How is it dishonest? F2P does not automatically mean using dark patterns or openly making it Pay2win. Cosmetics are the prime example of an honest F2P, as they have zero impact on the game and still allow the developers to eat.

Do you consider demos also dishonest?



> Cosmetics are the prime example of an honest F2P, as they have zero impact on the game

To have zero impact on the game, they'd have to not be a part of the game. Or have ever existed at all, really.

But if you think they are so meaningless, why do you think people buy them? Also, don't you think convincing someone to buy nothing sounds like something a con artist would do?

> allow the developers to eat

How do microtransactions feed developers? Do you just mean because its their job to build the game? (which necessarily includes the various monetisation systems)


> But if you think they are so meaningless, why do you think people buy them?

Because they're fun.

Some people are willing to spend $5 so that their Rocket League car is the Batmobile. It has no effect on the mechanics of the game (Your car's hitbox is still the same, and it has the same speed/acceleration), but makes the game that much more enjoyable for the player.

In Splitgate (F2P FPS), I bought the battle pass for $10 because I wanted my assault rifle to look like it was made of cardboard. The damage and accuracy didn't change.
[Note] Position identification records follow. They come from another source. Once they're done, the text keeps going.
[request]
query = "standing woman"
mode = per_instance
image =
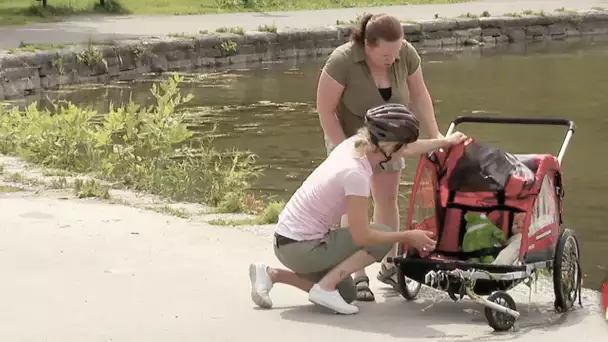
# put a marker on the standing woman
(377, 66)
It's a purely cosmetic effect that I thought was amusing.

> How do microtransactions feed developers? Do you just mean because its their job to build the game? (which necessarily includes the various monetisation systems)
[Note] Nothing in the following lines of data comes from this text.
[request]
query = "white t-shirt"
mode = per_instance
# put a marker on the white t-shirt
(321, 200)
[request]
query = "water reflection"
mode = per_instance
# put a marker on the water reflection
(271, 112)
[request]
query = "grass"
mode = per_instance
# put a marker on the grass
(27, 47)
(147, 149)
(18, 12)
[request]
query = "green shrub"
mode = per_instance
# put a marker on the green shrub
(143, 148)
Don't act like you think you know what was meant. It's annoying and smells like bad faith.


Splitgate is annoying because some skins look red and blue and you can't tell what team they're on. I haven't played enough to find out how long it takes to get used to that. It's also a poor quality game and precisely the type of thing that comes to mind when I hear F2P (I realize Splitgate may have started out as a fun project more than a microtransaction cow from the outset). I quickly returned to Halo. I prefer playing games that actually feel like real products and are created by people who know what they're doing.


In F2P games you need to spend hundreds of hours to either grind to unlock basic functionality, or even if they don't have grinding, you still need skins or everyone will leave your party because they assume you're a noob. Skins drag down game performance. I've seen literal billion dollar games where it ran perfectly fine until they added waves of skins. Also multiple games where each time someone comes near you with a skin, the game freezes to load the skin (probably a blocking socket call in the middle of the main game client loop, as that's the quality you get in such games). And in most games, emotes and skins allow unintended behavior that gives advantages to their users. This is what happens when you focus all dev work on designing skins and zero thought goes into how they would affect the game.
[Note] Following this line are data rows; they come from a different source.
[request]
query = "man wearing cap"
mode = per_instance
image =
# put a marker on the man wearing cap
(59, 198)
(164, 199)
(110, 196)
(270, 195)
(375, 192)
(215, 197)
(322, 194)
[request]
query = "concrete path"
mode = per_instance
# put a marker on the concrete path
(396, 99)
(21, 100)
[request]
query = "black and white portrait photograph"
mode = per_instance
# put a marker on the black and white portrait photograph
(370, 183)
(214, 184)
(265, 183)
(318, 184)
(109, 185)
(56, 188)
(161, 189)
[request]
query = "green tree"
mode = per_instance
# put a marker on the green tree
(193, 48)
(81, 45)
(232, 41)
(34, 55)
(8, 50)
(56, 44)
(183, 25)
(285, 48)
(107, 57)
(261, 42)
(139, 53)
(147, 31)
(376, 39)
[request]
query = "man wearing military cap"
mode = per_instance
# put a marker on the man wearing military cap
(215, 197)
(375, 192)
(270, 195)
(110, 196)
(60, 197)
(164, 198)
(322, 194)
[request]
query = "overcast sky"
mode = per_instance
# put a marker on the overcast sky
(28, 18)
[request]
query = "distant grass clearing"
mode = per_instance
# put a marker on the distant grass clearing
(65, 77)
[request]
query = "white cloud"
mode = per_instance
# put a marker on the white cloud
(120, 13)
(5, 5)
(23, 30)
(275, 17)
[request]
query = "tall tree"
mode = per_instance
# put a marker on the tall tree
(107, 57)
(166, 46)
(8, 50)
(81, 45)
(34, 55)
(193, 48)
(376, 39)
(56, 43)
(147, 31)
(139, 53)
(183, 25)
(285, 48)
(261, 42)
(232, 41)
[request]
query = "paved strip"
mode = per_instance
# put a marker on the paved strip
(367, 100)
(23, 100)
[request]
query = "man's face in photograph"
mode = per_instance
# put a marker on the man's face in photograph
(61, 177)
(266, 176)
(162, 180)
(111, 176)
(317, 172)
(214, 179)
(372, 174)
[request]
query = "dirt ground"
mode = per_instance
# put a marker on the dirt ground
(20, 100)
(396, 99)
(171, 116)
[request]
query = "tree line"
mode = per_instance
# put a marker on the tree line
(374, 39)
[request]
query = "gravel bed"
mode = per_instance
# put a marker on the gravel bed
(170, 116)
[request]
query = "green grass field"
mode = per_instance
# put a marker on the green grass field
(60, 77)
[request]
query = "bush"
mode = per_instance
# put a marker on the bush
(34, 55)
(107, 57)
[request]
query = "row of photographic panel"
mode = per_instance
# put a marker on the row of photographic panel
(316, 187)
Now, since you don't want to spend hundreds of hours unlocking the ability to play the game on a level playing field, you will probably want to spend money to unlock these things. This will costs hundreds of dollars, far more than you would pay for an actual real game. Even if you unlock them the free way, there's a high chance your account eventually gets banned. As, once again, the studio has no experience in anything other than skin design, and have no idea how their game actually works and will cave in to every single basic cheating allegation and social crap like "he was in my game therefore he stream sniped me". Again, if you have ever played a game in the last 30 years, you would be well aware that most people in charge do not understand very basics like how you could infer an enemy is near you because you heard him behind the wall, or he triggered something on the map somewhere that tells the other player that trigger was indeed triggered across the map.

> zero impact

Obviously false unless you have never played a game before.